Under a presidential order signed in 2002, the intelligence agency has monitored the international telephone calls and international e-mail messages of hundreds, perhaps thousands, of people inside the United States without warrants over the past three years in an effort to track possible “dirty numbers” linked to Al Qaeda, the officials said. The agency, they said, still seeks warrants to monitor entirely domestic communications. …

And as we all recall, the Times, which had very nearly been hauled into court on criminal charges over this matter, suceeded by this deft stroke and the subsequent coverage, in forcing then president Bush to abandon the program — placing yet another obstacle in the way of the hated American spies. A true victory for the faithful forces of the caliphate.

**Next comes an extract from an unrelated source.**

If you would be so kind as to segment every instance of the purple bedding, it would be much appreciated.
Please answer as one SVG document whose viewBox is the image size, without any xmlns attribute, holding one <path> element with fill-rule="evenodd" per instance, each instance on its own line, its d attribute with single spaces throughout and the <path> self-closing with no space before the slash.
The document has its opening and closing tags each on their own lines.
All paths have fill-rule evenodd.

But this is not to say that the Times has been remiss in the matter of arguing the case for their friends … and our enemies. Just to finish up by giving the newspaper due credit for spreading the Islamo-fascist message, I will just cherry-pick a few quotes from a randomly chosen article, the first to come up in Google for the terms “Israel Hamas” on NYTimes.com:

Israel’s deadly commando raid on a flotilla seeking to break the three-year Israeli embargo on Gaza has once again pushed the Islamist Palestinian movement Hamas into the forefront of Middle East politics. …

As the government of Israel comes under sustained international criticism over the killings of civilians in international waters, the ramifications may prove more wide-reaching, …

Israel insists the blockade is necessary to stop arms flowing to Hamas, but Palestinians and international human rights organizations condemn them as collective punishment of Gaza’s 1.5 million Palestinians. …

… Mr. Farrell and Prof. Milton-Edwards argue that although Hamas is chiefly notorious in the West for its shootings, suicide bombings and rocket attacks on Israel, the key to its political success is that it has also spent decades … creating an extensive social welfare network of orphanages, summer camps, mosques, medical facilities and charities. …

Hamas also has a reputation for honesty and integrity

Israel’s 40-year occupation of the Palestinian Territories and the continued expansion of Jewish settlements.

As its stock continues to plummet, and its credibility among reasonable Americans continues to evaporate, the NY Times continues to soldier on, committed above all else to the progressive/communist/progressive/liberal agenda, and the cause of America’s enemies.

Worst of all, the Times remains the paper of record for much of America’s elite. Its quality reporting, what remains of it, serves only as a lure, to lend the prestige of truth to its toxic propaganda.